Book Review: This is a basic Urban Fantasy paranormal romance book. If you’re into that sort of thing, it could make for some decent trashy beach reading.
I am not into that sort of thing. I like my characters to not act like complete idiots for plot convenience. If the super-attractive magical boy’s eyes glow silver and suddenly people who were very hostile to him start doing whatever he asks, consider that he has persuasion magic. All of us realized it immediately, why is the protag an idiot?
I like my characters to have a reason for doing something, besides “the literal trickster god of this world wants us to do this thing but won’t tell us why.” That’s usually a reason to NOT do a thing.
I prefer to have the plot revealed to me through actions taken in the story, rather than by having the villain reveal it in a “Before I kill you, Mr Bond” monologue completely out of the blue just before his inevitable defeat. (And what an anti-climactic defeat it was!)
This book is the epitome of pulp fiction. It’s a bunch of tropes and events strung together in a story-like manner that can keep one pleasantly distracted with monster-punching if one just wants to turn one’s brain off for a few hours. There are a million books like it, usually found on spinning wire-racks in gas stations and truck stops.
I don’t hate this book, per se. I’ve been known to enjoy some trashy pulp myself, and I would never say people shouldn’t do things that bring them pleasure. But there’s a time and a place for this sort of thing. That time and place is NOT on the Hugo Finalists list. ಠ_ಠ
I have more to say about that topic, but that’s a post about the Hugos rather than book-review stuff, so that’ll be a post for another day. Perhaps after the weekend.

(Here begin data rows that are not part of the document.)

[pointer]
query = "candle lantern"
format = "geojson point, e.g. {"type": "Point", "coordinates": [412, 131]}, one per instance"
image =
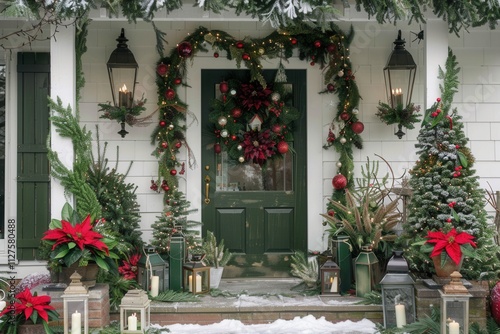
{"type": "Point", "coordinates": [152, 264]}
{"type": "Point", "coordinates": [75, 307]}
{"type": "Point", "coordinates": [455, 306]}
{"type": "Point", "coordinates": [122, 69]}
{"type": "Point", "coordinates": [367, 271]}
{"type": "Point", "coordinates": [135, 312]}
{"type": "Point", "coordinates": [196, 278]}
{"type": "Point", "coordinates": [398, 293]}
{"type": "Point", "coordinates": [330, 278]}
{"type": "Point", "coordinates": [341, 254]}
{"type": "Point", "coordinates": [176, 260]}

Book Club Review: Book Club opinion was universal – this is pulp. Most of our readers were able to enjoy it as pulp. Every now and then everyone likes to just let go. So there was plenty of time taken to gripe about the classic stupidities of the genre, which was mostly done in a humorous manner, and some admiration of a few of the fun points. It was pointed out that this is one of the few times (for one reader, the first time he could recall) that a kick-ass woman was written realistically as a real female hard-bitten ass-kicker (rather than the stereotypical “strong female hero” that’s never very believable), and I’ll give it that. Everyone also agreed that this is a book they’ve already started forgetting, and they’ll likely never think of it again. Those who have opinions about the Hugos were also dismayed that this was nominated, and those who don’t were surprised that it was.